McDermott's writing is precise and evocative. She describes John's love for his children as love that “bore down on his heart with the weight of three heavy stones.” Every parent can understand those feelings.

The next photo is the birth of baby Clare, a harrowing experience that takes place in the family living room with a neighbor, a male nurse, who luckily shows up just in time to assist. Mary's sour friend Pauline comes to take care of the family while Mary and the baby are in the hospital. Pauline has only become more rigid as she has aged. She has remained unmarried to no one's surprise, and her constant criticism of everyone grates on the Keanes. Mary tells her children that they must be kind to Pauline, as Jesus would want them to.

Faith is an integral part of the Keane family. The children attend Catholic school and it is during this point in America, the 1960s, that many Catholic churches and schools experienced a rapid growth. John becomes a member of the Building Committee at his church. His job is to convince fellow parishioners to contribute to the building fund that will add on a new gymnasium to the school and build an entirely new, modern, in-the-round church. Catholics who remember that time period will find familiar ground here.
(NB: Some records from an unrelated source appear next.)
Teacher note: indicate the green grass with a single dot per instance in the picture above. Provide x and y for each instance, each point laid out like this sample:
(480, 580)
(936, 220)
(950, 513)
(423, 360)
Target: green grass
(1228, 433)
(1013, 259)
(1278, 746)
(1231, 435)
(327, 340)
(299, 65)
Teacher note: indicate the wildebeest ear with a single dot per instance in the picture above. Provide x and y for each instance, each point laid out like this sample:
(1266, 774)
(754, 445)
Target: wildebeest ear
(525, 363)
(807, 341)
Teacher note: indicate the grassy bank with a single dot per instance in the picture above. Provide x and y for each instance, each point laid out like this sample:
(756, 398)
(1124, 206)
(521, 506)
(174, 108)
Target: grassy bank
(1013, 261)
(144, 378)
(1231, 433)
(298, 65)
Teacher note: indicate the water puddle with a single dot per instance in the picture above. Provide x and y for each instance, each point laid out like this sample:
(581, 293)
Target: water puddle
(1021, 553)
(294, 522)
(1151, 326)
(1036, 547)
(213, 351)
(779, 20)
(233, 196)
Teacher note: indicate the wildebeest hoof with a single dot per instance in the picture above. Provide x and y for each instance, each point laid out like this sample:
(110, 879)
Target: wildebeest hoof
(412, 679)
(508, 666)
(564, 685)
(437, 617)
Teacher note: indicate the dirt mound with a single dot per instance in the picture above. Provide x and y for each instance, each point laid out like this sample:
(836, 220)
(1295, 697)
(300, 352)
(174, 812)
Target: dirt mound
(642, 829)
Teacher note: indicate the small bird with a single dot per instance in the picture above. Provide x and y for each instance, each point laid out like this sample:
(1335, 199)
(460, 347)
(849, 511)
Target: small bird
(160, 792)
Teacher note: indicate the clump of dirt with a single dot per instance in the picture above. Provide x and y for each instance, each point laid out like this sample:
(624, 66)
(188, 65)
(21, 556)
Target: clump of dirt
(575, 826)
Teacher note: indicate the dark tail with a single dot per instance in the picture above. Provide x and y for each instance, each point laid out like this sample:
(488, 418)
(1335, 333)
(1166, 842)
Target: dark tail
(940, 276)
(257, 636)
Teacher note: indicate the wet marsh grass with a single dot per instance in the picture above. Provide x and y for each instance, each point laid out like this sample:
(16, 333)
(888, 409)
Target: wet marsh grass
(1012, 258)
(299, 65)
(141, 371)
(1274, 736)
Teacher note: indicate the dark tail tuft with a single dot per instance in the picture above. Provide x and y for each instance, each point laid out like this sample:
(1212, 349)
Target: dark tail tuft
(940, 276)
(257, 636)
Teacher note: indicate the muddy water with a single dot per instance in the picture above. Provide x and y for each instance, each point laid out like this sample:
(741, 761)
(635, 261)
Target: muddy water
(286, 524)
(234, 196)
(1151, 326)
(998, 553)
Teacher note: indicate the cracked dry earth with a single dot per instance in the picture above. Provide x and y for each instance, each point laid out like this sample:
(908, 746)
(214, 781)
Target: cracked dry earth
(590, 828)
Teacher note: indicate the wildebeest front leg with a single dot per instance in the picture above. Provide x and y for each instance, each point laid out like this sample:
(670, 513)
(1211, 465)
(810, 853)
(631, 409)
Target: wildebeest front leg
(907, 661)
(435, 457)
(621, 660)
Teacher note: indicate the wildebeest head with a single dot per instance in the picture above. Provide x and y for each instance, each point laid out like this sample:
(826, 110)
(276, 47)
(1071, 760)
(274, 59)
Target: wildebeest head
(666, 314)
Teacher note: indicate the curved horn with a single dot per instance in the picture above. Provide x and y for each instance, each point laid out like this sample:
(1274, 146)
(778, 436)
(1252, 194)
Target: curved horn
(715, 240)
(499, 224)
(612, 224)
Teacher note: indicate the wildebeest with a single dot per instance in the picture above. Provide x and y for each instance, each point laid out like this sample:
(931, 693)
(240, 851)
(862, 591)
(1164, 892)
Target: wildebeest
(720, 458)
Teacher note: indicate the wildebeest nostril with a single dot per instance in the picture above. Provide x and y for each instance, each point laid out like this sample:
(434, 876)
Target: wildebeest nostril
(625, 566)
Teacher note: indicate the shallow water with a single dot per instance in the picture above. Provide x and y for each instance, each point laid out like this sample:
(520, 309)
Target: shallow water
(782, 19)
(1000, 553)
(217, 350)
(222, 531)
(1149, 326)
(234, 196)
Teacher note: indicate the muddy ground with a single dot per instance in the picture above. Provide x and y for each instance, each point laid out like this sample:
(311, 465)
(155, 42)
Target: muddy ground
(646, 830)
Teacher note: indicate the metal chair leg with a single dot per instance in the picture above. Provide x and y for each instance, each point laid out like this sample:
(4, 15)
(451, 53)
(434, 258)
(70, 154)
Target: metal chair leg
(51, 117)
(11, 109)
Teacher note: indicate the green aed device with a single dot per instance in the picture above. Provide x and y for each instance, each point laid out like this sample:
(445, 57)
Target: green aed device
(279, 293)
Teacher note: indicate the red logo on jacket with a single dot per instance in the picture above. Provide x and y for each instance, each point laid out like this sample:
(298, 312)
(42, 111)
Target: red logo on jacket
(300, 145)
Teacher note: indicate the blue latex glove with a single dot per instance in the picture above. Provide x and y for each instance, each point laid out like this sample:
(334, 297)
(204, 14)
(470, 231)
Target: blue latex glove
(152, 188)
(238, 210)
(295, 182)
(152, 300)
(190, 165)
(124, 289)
One of the most touching scenes is when Jacob, who is preparing to go to Vietnam, takes little sister Clare out of school for the day and drives around town with her. We see this scene from Clare's point of view as she shares this special memory of a brother she doesn't know well.

We learn that Jacob was named after a young man from John's army unit. McDermott connects the fate of these men through their common name. John loves his oldest son, even if he doesn't understand him. A quiet scene where Jacob talks with his injured father, who is proud but unwilling to admit how much pain he is in, exemplifies their relationship.

The children grow up in the late 1960s, a period of rapid changes with social and political upheavals. Michael becomes a teacher, and spends too much of his free time at a small, local bar in the town where is a student-teacher. Annie attends college in London and becomes entranced by a literature professor and her husband. Claire and her high school boyfriend get themselves into a difficult situation.

I enjoy Alice McDermott's novels, and I think that “After This” is my favorite. She uses perfectly chosen words to give us a quiet look at one family's existence and how much love and faith play a part in that life. The title even comes from a prayer: “To thee do we cry, poor banished children of Eve, to thee do we send up our sighs, mourning and weeping in this valley of tears. Turn then, most gracious advocate, thine eyes of mercy toward us, and after this our exile show unto us the blessed fruits of they womb.” Michael says that these words “you could dismiss as a joke as readily as you could claim them as a precise definition of everything you wanted.” I give it four stars.